The policy has gained significant support and interest among trade unions over the past few years, with general unions Unite and GMB both endorsing it at their conferences last year.
It would involve a unconditional, non-withdrawable payment to everyone as a partial replacement for means-tested benefits.
But the Civil Service union, which represents thousands of benefit clerks, passed a motion warning that without both “major public expenditure” and “mass campaigning and popular support” the policy could be realised as “a right-wing version far worse than [the social security system] we have now.”
PCS vice-president John McInally said the complexity of the benefits system “would not disappear if UBI was introduced in its current model.”
He said there was a “considerable danger” that the debate on UBI could distract the left from creating a benefits system to support an agenda of equality.

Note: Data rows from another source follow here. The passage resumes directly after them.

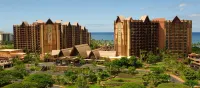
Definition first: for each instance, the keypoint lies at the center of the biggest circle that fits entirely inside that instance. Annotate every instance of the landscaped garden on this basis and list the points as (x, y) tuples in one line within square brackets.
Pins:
[(149, 71)]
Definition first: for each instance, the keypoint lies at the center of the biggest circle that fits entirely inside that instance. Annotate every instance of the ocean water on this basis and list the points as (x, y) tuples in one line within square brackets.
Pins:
[(110, 36)]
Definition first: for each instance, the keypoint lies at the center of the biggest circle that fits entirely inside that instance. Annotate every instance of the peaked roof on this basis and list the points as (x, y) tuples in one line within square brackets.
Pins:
[(66, 52), (66, 23), (129, 18), (82, 27), (96, 53), (49, 21), (24, 23), (145, 18), (55, 52), (176, 19), (39, 21), (120, 18), (82, 50), (58, 21)]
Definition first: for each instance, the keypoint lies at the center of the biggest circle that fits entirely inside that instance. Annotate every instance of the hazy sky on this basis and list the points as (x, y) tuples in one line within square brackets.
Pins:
[(96, 15)]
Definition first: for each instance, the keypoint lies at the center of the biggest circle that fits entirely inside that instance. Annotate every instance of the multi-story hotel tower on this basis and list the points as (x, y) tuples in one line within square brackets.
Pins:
[(133, 36), (43, 37)]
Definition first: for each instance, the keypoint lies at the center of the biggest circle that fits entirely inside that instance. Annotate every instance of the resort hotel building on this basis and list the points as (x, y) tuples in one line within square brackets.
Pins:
[(132, 36), (43, 37)]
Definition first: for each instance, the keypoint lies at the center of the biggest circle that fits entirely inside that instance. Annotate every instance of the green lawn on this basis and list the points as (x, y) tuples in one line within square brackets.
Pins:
[(172, 85)]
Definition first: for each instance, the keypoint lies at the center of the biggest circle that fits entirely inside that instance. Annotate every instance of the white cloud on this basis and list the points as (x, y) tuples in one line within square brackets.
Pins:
[(182, 5), (142, 8), (194, 15)]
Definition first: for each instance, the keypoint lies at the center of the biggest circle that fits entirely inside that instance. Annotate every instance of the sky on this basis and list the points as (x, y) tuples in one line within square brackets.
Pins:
[(96, 15)]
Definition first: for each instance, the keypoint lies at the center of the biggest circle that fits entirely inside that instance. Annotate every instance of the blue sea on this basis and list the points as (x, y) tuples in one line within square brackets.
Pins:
[(110, 36)]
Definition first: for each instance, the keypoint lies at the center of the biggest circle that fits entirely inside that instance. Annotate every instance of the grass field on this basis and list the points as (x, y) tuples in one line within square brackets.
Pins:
[(172, 85)]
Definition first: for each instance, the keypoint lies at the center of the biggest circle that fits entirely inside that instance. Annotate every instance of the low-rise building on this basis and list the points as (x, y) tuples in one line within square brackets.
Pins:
[(6, 56)]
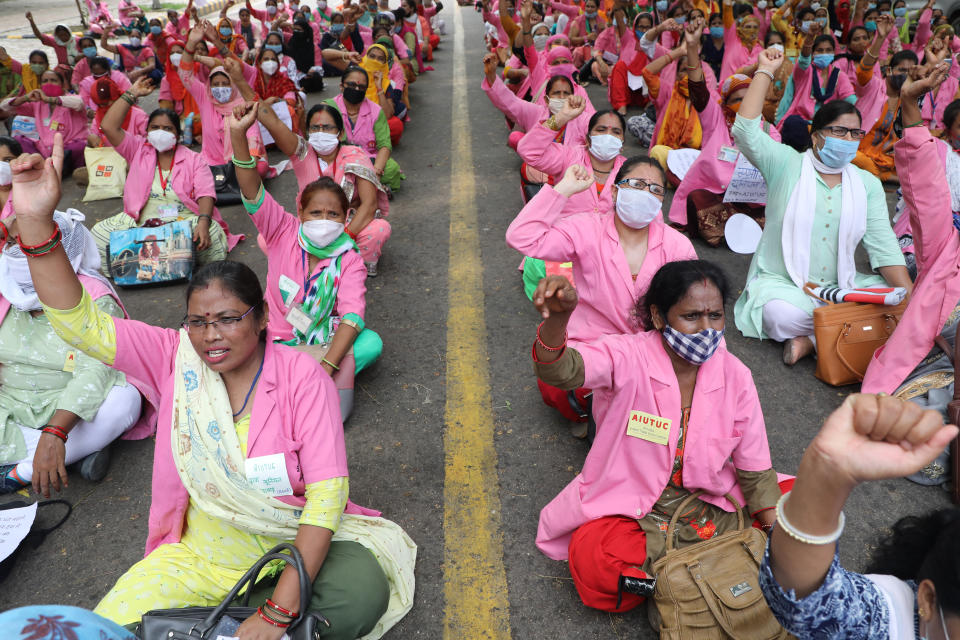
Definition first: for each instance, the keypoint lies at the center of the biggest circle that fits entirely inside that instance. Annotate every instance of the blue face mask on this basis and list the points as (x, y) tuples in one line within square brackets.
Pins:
[(838, 152), (822, 60)]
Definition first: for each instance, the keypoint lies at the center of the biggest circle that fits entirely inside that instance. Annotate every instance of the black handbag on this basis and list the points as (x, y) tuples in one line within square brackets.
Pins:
[(195, 623), (225, 183)]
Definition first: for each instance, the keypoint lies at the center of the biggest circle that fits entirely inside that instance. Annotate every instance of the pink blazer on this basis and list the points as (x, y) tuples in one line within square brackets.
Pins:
[(301, 421), (608, 293), (538, 149), (190, 178), (803, 102), (937, 248), (279, 231), (708, 171), (624, 475), (528, 115)]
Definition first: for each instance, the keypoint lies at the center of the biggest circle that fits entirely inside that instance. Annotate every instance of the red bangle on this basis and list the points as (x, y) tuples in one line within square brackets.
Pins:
[(548, 347), (55, 431), (271, 621), (273, 605), (53, 236)]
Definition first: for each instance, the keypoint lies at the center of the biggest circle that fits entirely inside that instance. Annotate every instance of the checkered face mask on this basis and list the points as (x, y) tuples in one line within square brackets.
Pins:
[(695, 348)]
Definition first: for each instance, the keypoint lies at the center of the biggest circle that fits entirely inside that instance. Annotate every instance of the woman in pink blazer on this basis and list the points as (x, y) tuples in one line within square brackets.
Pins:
[(675, 413), (165, 180), (600, 153), (614, 256)]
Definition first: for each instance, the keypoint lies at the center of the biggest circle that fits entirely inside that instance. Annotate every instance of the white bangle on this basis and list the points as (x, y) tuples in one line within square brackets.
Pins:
[(806, 538)]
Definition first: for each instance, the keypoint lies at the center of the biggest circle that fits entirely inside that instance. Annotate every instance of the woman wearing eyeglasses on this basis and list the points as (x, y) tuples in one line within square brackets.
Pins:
[(323, 153), (676, 413), (316, 274), (819, 209), (366, 125), (614, 254), (249, 447)]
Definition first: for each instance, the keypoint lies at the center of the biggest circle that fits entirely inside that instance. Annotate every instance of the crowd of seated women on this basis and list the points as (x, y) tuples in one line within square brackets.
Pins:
[(247, 399), (836, 105)]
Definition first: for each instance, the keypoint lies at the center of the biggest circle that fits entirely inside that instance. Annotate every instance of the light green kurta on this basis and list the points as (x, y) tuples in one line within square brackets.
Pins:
[(40, 373), (767, 278)]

“Many of [UBI’s] supporters are actually right-wing libertarians who want to dismantle the welfare state,” he added.
The union also reaffirmed its opposition to benefit sanctions, and passed a motion agreeing to continue its work with organisations including Unite Community, Black Triangle, Benefits Justice and Disabled People Against Cuts.
North Yorkshire delegate Mark Ellison described sanctions as “draconian and irrational, not to mention pointless and sadistic.”
Delegates resolved to “continue to give support to members threatened with disciplinary action by management for not showing sufficient enthusiasm in imposing sanctions.”